Two weeks ago on Instagram, Dana Chanel shared an image of belittling signs that often fill the windows of local beauty supply shops where many women of color have to go — despite the disrespect — because of the limited availability of products for them elsewhere. The post announced the launch of her online shop that gives women of color a space to purchase the products they want while supporting black business.
Chanel founded Curl Bible, a black and Hispanic-owned online beauty supply shop that brings both well-known and smaller indie brands to consumers looking for a safe space to purchase their products. The site got up and running in just six months. The store houses popular brands such as Shea Moisture and As I Am, but provides opportunities for smaller brands as well.
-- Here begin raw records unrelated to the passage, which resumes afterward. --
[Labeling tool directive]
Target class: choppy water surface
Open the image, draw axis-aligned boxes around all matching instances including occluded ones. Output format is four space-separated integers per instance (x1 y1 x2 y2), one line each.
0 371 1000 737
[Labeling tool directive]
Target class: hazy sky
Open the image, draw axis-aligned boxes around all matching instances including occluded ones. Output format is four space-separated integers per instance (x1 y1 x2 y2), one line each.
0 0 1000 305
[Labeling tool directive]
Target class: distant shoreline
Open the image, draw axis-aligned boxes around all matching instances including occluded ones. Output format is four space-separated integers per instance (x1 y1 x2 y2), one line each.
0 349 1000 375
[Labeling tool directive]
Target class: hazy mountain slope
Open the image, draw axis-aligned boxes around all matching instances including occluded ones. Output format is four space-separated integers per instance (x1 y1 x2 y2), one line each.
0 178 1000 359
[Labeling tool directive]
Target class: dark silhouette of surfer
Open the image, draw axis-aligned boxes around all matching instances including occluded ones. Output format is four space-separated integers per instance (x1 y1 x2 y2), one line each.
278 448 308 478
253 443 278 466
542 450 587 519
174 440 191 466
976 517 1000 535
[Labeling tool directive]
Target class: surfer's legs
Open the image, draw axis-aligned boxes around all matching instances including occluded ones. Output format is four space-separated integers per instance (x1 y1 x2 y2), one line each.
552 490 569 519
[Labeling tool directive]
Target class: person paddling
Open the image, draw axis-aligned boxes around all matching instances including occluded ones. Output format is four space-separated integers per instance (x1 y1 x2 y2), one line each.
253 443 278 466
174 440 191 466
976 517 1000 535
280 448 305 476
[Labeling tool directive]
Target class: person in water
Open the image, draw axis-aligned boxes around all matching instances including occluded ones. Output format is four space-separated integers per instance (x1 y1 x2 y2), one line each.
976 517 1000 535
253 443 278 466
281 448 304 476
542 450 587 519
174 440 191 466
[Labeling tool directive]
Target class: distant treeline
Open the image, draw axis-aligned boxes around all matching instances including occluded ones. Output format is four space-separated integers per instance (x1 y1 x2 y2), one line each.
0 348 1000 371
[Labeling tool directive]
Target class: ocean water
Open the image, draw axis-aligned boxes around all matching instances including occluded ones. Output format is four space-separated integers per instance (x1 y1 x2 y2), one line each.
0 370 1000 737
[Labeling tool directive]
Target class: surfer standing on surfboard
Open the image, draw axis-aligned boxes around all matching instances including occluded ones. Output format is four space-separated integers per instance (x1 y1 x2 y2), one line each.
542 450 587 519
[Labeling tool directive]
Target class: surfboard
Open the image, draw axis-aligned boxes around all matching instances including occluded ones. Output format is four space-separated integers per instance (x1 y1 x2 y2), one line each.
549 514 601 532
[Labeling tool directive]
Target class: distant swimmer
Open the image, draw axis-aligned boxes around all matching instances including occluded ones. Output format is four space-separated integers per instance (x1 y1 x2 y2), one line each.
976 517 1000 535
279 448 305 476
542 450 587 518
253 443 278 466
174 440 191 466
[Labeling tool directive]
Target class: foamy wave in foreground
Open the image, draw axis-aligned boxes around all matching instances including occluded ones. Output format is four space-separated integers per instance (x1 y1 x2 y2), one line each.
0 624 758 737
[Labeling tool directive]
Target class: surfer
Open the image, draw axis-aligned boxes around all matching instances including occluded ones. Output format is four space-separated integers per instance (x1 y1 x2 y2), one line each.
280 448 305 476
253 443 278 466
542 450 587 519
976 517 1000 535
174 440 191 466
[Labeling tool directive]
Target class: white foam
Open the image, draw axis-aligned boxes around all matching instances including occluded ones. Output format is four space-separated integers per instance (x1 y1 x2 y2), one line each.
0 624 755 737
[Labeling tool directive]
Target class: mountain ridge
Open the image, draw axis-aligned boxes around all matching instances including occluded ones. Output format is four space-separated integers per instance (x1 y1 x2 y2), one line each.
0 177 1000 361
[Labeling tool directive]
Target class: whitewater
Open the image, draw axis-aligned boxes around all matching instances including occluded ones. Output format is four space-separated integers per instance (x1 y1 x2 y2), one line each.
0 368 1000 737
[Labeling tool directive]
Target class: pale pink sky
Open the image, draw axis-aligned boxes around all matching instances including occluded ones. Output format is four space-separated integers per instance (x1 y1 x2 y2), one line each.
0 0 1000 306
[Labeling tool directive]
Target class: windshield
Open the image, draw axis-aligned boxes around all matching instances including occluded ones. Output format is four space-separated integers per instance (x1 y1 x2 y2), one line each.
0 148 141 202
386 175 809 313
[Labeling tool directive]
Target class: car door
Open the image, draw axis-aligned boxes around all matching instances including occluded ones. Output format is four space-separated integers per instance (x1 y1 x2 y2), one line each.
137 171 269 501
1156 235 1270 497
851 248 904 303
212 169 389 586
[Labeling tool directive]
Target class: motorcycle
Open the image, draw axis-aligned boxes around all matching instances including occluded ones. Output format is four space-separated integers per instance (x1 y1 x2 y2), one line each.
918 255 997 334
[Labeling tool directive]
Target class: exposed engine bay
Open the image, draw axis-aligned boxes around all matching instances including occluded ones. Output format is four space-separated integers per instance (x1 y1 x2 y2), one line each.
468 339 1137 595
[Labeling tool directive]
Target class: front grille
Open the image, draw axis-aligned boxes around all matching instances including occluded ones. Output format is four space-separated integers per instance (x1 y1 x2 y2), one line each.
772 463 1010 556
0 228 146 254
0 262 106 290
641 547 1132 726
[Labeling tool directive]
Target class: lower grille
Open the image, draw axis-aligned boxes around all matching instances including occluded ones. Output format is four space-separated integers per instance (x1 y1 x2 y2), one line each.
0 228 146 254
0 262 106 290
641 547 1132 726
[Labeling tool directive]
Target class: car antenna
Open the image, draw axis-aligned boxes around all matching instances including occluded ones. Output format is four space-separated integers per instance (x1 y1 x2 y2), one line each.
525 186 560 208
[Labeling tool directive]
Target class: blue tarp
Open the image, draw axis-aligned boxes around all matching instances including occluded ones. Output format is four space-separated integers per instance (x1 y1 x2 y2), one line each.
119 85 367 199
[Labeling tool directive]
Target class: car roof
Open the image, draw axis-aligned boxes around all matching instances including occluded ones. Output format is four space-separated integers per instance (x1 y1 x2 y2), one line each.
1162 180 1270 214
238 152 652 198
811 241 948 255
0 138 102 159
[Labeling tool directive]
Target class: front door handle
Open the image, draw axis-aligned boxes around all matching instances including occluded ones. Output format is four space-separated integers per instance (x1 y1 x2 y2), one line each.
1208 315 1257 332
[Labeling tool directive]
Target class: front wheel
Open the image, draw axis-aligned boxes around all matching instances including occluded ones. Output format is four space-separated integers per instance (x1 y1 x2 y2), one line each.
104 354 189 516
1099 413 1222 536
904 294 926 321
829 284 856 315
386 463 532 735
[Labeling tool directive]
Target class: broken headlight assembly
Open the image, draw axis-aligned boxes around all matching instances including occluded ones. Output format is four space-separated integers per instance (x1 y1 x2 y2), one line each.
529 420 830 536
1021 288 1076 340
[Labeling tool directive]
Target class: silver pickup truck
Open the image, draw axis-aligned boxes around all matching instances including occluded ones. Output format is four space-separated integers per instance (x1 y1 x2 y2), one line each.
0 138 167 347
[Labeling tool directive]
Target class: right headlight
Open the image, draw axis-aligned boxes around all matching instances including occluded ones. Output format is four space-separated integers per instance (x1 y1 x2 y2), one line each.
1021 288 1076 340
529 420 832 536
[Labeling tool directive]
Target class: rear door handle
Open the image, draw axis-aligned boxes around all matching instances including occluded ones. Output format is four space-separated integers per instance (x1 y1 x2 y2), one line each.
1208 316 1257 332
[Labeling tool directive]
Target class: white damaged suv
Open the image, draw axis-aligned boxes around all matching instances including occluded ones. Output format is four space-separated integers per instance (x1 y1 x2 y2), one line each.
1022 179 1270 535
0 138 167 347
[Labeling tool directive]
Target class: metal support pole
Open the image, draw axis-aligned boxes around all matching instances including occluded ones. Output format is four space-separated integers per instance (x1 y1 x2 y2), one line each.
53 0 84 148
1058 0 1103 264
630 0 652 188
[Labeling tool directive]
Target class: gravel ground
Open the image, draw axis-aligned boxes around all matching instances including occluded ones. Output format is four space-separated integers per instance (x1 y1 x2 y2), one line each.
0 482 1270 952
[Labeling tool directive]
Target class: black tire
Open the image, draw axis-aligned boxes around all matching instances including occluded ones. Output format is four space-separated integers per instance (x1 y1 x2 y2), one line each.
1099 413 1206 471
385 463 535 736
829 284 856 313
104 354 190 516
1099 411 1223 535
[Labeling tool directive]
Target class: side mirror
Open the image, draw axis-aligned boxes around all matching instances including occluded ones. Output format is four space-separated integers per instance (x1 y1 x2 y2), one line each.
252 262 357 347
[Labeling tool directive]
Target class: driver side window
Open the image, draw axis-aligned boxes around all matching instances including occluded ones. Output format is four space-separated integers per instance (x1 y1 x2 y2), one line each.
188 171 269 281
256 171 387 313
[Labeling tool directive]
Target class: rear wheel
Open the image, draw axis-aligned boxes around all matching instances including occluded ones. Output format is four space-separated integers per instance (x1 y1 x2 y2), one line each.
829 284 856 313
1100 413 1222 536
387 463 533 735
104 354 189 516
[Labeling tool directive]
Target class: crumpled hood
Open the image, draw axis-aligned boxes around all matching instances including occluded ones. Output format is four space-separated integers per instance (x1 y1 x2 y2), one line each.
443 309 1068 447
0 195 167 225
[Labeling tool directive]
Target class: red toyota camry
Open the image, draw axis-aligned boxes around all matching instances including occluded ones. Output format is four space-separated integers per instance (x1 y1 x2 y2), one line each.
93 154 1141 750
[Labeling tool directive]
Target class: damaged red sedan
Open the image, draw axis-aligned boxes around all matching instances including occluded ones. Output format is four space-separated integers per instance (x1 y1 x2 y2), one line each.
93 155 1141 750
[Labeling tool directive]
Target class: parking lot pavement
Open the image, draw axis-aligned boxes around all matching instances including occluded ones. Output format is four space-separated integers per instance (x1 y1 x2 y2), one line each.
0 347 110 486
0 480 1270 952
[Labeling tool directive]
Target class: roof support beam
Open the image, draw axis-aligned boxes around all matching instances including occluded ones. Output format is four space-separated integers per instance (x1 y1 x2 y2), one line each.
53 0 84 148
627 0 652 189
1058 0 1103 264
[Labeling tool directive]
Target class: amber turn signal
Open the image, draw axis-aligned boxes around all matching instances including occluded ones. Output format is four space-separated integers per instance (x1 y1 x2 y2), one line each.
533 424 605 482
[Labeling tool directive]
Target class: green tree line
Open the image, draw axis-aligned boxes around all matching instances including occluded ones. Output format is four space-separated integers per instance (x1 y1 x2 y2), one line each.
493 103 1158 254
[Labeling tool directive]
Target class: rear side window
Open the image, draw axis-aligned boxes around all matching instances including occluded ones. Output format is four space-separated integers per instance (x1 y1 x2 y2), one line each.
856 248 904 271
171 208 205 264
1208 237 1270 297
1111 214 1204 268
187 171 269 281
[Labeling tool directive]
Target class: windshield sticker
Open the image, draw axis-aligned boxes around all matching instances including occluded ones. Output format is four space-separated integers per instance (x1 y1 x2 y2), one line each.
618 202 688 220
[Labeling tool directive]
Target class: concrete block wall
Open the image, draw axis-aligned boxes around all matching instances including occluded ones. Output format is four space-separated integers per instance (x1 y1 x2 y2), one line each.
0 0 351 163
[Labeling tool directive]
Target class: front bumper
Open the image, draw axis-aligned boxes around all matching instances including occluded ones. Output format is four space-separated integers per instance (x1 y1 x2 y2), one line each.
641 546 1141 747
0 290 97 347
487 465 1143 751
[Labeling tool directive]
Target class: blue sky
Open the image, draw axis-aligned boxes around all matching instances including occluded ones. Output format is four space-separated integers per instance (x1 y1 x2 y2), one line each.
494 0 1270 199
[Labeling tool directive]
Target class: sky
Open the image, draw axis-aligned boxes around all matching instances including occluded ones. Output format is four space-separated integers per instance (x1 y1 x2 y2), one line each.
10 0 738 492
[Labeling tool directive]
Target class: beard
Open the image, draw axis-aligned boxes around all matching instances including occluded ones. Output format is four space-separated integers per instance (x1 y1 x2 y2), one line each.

On Curl Bible’s home page, the phrase “We don’t just empower women, we provide them with opportunity!” is scrawled along the top of the page, and through the positive shopping experience, ease of use and its influencer program, it’s clear that this mission is true.
Chanel told Yahoo Lifestyle that after watching an Instagram Live with beauty influencers discussing being paid little to nothing by brands for promoting their products she decided to create the Curly Queen Influencer program that lets influencers earn a 25 percent commission off of everything they sell.
Curl Bible interacts with users through tutorials, notifications and more, making the virtual beauty supply store experience authentic and welcoming for consumers who aren’t getting that experience or access at their local beauty supplies.